Tuesday, April 8, 2014

Stoker of Delirium (orig. Fogonero del Delirium) [2011]

MPAA (UR would be R)  Fr. Dennis (4 Stars)

IMDb listing
FICG.mx listing

Official Site

Alejandro Colunga: Stoker of Delirium (orig. Alejandro Colunga: Fogonero del Delirium) [2011] (directed and cowritten by Gustavo Domínguez along with Jorge de la Cueva based on the original script of Dante Medina) is a feature length (90 min) documentary piece from Mexico that played recently at the 30th Chicago Latino Film Festival.

Commissioned originally by the University of Guadalajara and a Mexican National Fund for the Promotion of Fine Arts, it is about the life and art of Guadalajara native Alejandro Colunga one of Mexico's most influential and interesting contemporary artists. 

For those who like surrealist art, the documentary itself is a delight.  For example, Colunga's childhood is presented through surrealist imagery inspired by his own art, employing both animation and masked and costumed actors in the process. 

The result is magical, at times somewhat controversial, but certainly insightful, getting to the playful and iconoclastic spirit of the artist underneath the work.  Thus we see masked mariachis playing their instruments in a windswept graveyard following Colunga's father's death when the artist was young.

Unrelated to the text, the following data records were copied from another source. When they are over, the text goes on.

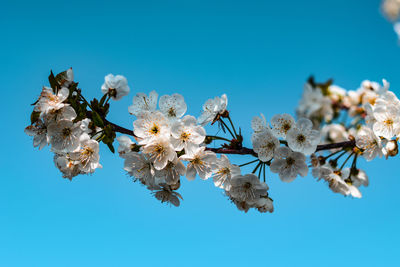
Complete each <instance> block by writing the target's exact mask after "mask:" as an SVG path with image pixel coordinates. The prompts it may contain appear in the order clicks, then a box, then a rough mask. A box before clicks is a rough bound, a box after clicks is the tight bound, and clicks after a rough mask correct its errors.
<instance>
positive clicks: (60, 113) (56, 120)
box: [43, 105, 76, 123]
mask: <svg viewBox="0 0 400 267" xmlns="http://www.w3.org/2000/svg"><path fill="white" fill-rule="evenodd" d="M75 118H76V112H75V110H74V109H73V108H72V107H71V106H69V105H65V106H63V107H62V108H60V109H52V110H50V111H49V112H48V113H47V114H45V115H44V117H43V119H44V120H45V121H46V122H47V123H50V122H51V121H54V120H55V121H60V120H70V121H72V120H74V119H75Z"/></svg>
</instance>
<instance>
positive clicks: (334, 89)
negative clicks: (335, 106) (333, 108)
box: [328, 84, 346, 102]
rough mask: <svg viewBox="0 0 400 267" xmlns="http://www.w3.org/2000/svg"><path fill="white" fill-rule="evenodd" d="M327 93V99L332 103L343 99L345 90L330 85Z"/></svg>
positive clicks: (345, 90)
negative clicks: (328, 95) (331, 101)
mask: <svg viewBox="0 0 400 267" xmlns="http://www.w3.org/2000/svg"><path fill="white" fill-rule="evenodd" d="M328 93H329V98H330V99H331V100H332V101H334V102H338V101H340V100H341V99H343V98H344V96H345V95H346V90H345V89H343V88H341V87H339V86H337V85H334V84H332V85H330V86H329V87H328Z"/></svg>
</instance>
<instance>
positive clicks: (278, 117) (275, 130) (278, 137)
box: [271, 114, 295, 138]
mask: <svg viewBox="0 0 400 267" xmlns="http://www.w3.org/2000/svg"><path fill="white" fill-rule="evenodd" d="M271 124H272V133H273V134H274V135H275V136H276V137H278V138H279V137H282V138H286V134H287V132H288V131H289V130H290V129H292V127H294V126H295V121H294V118H293V117H292V116H291V115H289V114H279V115H275V116H273V117H272V119H271Z"/></svg>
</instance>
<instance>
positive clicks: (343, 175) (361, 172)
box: [342, 168, 369, 187]
mask: <svg viewBox="0 0 400 267" xmlns="http://www.w3.org/2000/svg"><path fill="white" fill-rule="evenodd" d="M342 178H343V180H345V181H346V182H347V179H350V182H351V184H352V185H354V186H355V187H360V186H361V185H363V186H368V185H369V180H368V176H367V174H366V173H365V172H364V171H363V170H360V169H355V170H351V169H350V168H345V169H343V171H342Z"/></svg>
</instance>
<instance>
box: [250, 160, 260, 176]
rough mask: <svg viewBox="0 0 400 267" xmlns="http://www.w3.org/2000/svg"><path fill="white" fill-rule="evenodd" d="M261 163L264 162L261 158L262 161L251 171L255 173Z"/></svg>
mask: <svg viewBox="0 0 400 267" xmlns="http://www.w3.org/2000/svg"><path fill="white" fill-rule="evenodd" d="M261 164H262V161H261V160H260V162H259V163H258V164H257V166H256V167H255V168H254V170H253V171H252V172H251V173H255V172H256V171H257V170H258V168H259V167H260V166H261Z"/></svg>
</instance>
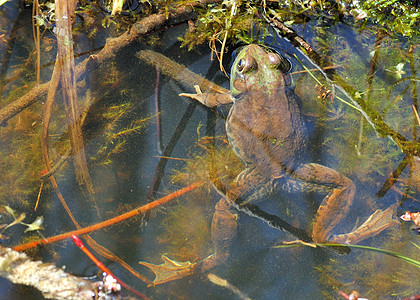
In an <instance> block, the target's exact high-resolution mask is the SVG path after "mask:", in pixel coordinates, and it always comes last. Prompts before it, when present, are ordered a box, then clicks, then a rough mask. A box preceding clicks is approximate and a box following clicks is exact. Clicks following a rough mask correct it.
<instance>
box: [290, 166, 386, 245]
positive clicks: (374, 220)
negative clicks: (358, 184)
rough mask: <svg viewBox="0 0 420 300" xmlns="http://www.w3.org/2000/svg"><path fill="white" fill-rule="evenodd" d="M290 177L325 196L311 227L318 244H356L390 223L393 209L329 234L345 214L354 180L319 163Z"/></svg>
mask: <svg viewBox="0 0 420 300" xmlns="http://www.w3.org/2000/svg"><path fill="white" fill-rule="evenodd" d="M292 176H293V177H294V178H296V179H298V180H302V181H305V182H307V183H308V187H312V188H313V189H314V190H317V189H321V190H324V191H327V192H328V194H327V196H326V197H325V198H324V200H323V201H322V203H321V205H320V206H319V208H318V211H317V216H316V218H315V222H314V225H313V231H312V234H313V240H314V242H317V243H320V242H325V241H331V242H335V243H347V244H353V243H358V242H360V241H362V240H364V239H366V238H369V237H372V236H374V235H376V234H378V233H379V232H381V231H382V230H384V229H386V228H387V227H389V226H390V225H391V224H392V223H394V222H393V220H392V209H391V208H388V209H387V210H385V211H381V210H377V211H376V212H374V213H373V214H372V215H371V217H369V218H368V220H367V221H366V222H365V223H363V224H362V225H361V226H359V227H358V228H357V229H355V230H354V231H352V232H350V233H347V234H340V235H334V234H331V231H332V230H333V229H334V227H335V226H336V225H337V224H338V223H339V222H340V221H341V220H342V219H344V217H345V216H346V215H347V213H348V210H349V207H350V205H351V204H352V203H353V198H354V194H355V191H356V186H355V185H354V183H353V181H351V180H350V179H349V178H347V177H345V176H344V175H342V174H340V173H338V172H337V171H335V170H333V169H330V168H328V167H325V166H322V165H318V164H305V165H302V166H300V167H299V168H298V169H296V170H295V171H294V172H293V174H292Z"/></svg>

To most readers of my blog, the most controversial scene in the film for some would be that of the 6-8 year old Colunga's experience of the the Celebration of the Mass: The Virgin Mary and many of the Saints turn into trapeze artists and other carnival characters during the Consecration.  Offensive?  Could be.  But put yourselves back into the mind of a ten year old and in the scene the young Colunga _isn't_ portrayed as laughing at the Mass or the Angels and the Saints but rather IN AWE OF IT ALL.  (I myself remember being in AWE of all the images -- the Angels, the Saints, the images of Jesus struggling on his way to Calvary -- all about St. Procopius Church back in Chicago where we'd go to Czech Mass whenever my grandmother (who didn't speak a word of English) was with us.  Priest's and choir's voices would echo through the Church anyway, so I couldn't understand a word ... but there was _plenty_ to look at, all around.  So _honestly_ I can relate to the image in the film ...

Throughout the film, various family members of Colunga, friends, patrons as well as Colunga himself were interviewed to give insight to the various stages of his life.  (Interestingly, he studied architecture, mathematics and other more technical fields in his life before entering into the field of art which he claimed he "didn't study at all" ;-). He also spent a brief period in the 1960s as part of a Guadalajara rock band ;-) before returning back to painting and handicraft/sculpture. 

So who is he then?  One would certainly recognize him as a "great" thoughtful, iconoclastic/playful artist of today for whom Mexican folk-flavored surrealism would certainly be an _ideal_ form of expression. 

The film is certainly not for all, but for those who do love art, especially contemporary art and the freedom that it often expresses, this film will probably be for you. 

The film also serves the purpose of reminding viewers (and indeed the world) that Mexico does have truly rich tradition in art and one that did not simply begin and end with Diego Rivera and Frida and the "Muralists" of the 1920s-40s. There are some GREAT artists like Alejandro Colunga living and producing some very insightful and often quite funny / entertaining contemporary art right now.

In any case, I found this to be a great and fun film!